Strong winds and heavy rain uprooted trees and ripped off shingles in an area that rings Nassau before heading back out to water for a 200-mile trek to Miami, and a possible march up the East Coast to New York.
Forecasters at Miami’s National Hurricane Center estimated Isaias would make landfall late Saturday or in the wee hours of Sunday near Boca Raton, about 50 miles from the Magic City, as a Category 2 storm.

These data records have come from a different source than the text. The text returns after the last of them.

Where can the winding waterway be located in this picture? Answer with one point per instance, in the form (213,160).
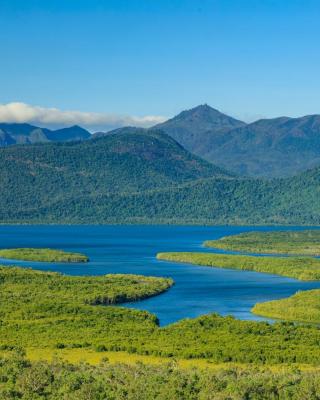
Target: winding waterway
(132,249)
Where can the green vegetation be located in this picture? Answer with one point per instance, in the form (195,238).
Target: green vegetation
(138,176)
(44,310)
(21,379)
(290,242)
(302,307)
(303,268)
(45,255)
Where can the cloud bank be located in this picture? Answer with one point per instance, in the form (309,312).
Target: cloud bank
(55,118)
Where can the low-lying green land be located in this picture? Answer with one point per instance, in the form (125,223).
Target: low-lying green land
(302,307)
(292,242)
(45,255)
(303,268)
(21,379)
(42,310)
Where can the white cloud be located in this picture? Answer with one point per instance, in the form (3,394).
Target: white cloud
(53,117)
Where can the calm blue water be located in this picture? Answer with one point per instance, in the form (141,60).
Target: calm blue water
(132,249)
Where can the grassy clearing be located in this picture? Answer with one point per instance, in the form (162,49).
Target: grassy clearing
(303,268)
(44,255)
(301,307)
(292,242)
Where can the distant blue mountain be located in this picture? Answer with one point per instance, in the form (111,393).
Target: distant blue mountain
(29,134)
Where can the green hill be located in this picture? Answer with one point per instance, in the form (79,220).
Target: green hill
(277,147)
(137,176)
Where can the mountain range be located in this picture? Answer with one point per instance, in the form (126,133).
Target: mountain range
(267,148)
(278,147)
(143,176)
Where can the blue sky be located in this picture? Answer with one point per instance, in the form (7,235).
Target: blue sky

In Miami, Mayor Carlos Giménez closed beaches and marinas, and put nearly two dozen evacuation centers on standby. The centers could be configured to prevent the spread of the coronavirus, officials said. Florida is nearing California’s record number of 500,000 confirmed COVID-19 cases, with more than 470,000. Nearly a quarter of those cases are in Miami-Dade.
The shelters would give every person roughly 40 square feet of space and would not have cafeteria dining — to abide by social distancing measures.
“We still don’t think there is a need to open shelters for this storm, but they are ready,” Giménez told the Associated Press.
Still, Gov. Ron DeSantis advised Floridians to have enough food, water and medication for seven days and warned the state’s coronavirus testing sites would close where the storm hits.
“Our sites, because they’re outdoors with tents, if it were to get 40-, 50-mile-per-hour winds, it would just collapse,” DeSantis told reporters. “Safety is paramount for that.”
Flash flooding from the hurricane’s heavy rains pose the greatest threat, forecasters said. Up to 8 inches drenched the Bahamas and south and isolated parts of east-central and south Florida could see up to 6 inches.
Early Saturday, North Carolina jumped into action — advising residents and vacationers alike to come inland before evening, when access from the Outer Banks would be closed.
Forecasters put much of the East Coast on alert through the early part of the week, including New York, but capped the rainfall amounts for most areas at roughly 4 inches. New York has emergency response assets in place — just in case.